Etiologic Framework for the Study of Neurodegenerative Disorders as Well as Vascular and Metabolic Comorbidities on the Grounds of Shared Epidemiologic and Biologic Features
- PMID: 27378910
- PMCID: PMC4904010
- DOI: 10.3389/fnagi.2016.00138
Etiologic Framework for the Study of Neurodegenerative Disorders as Well as Vascular and Metabolic Comorbidities on the Grounds of Shared Epidemiologic and Biologic Features
Abstract
Background: During the last two decades, protein aggregation at all organismal levels, from viruses to humans, has emerged from a neglected area of protein science to become a central issue in biology and biomedicine. This article constitutes a risk-based review aimed at supporting an etiologic scenario of selected, sporadic, protein-associated, i.e., conformational, neurodegenerative disorders (NDDs), and their vascular- and metabolic-associated ailments.

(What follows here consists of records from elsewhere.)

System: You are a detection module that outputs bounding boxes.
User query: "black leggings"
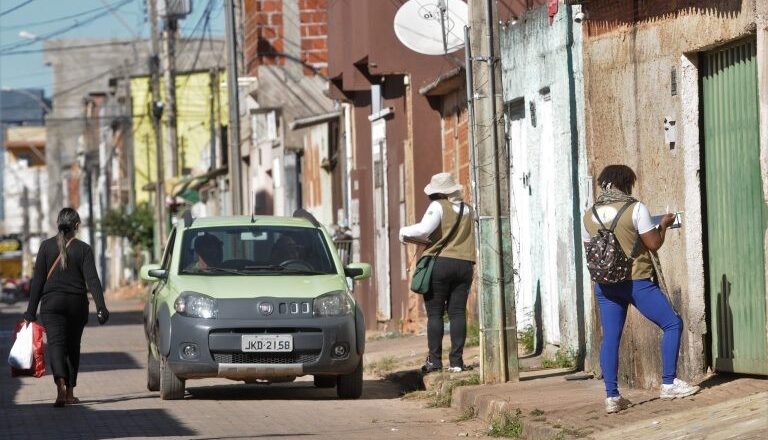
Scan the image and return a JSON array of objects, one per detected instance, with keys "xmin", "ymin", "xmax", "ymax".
[
  {"xmin": 40, "ymin": 293, "xmax": 89, "ymax": 387},
  {"xmin": 424, "ymin": 257, "xmax": 474, "ymax": 367}
]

Methods: A rationale is adopted, to incorporate selected clinical data and results from animal-model research, complementing epidemiologic evidences reported in two prior articles.
Findings: Theory is formulated assuming an underlying conformational transmission mechanism, mediated either by horizontal transfer of mammalian genes coding for specific aggregation-prone proteins, or by xeno-templating between bacterial and host proteins. We build a few population-based and experimentally-testable hypotheses focusing on: (1) non-disposable surgical instruments for sporadic Creutzfeldt-Jakob disease (sCJD) and other rapid progressive neurodegenerative dementia (sRPNDd), multiple system atrophy (MSA), and motor neuron disease (MND); and (2) specific bacterial infections such as B. pertussis and E. coli for all forms, but particularly for late-life sporadic conformational, NDDs, type 2 diabetes mellitus (T2DM), and atherosclerosis where natural protein fibrils present in such organisms as a result of adaptation to the human host induce prion-like mechanisms.
Conclusion: Implications for cohort alignment and experimental animal research are discussed and research lines proposed.
Keywords: disease induction vs. transmission in amyloid; epidemiological patterns; etiology of conformational protein deposits; multidisciplinary research overlaps; templating underlying risk/progression.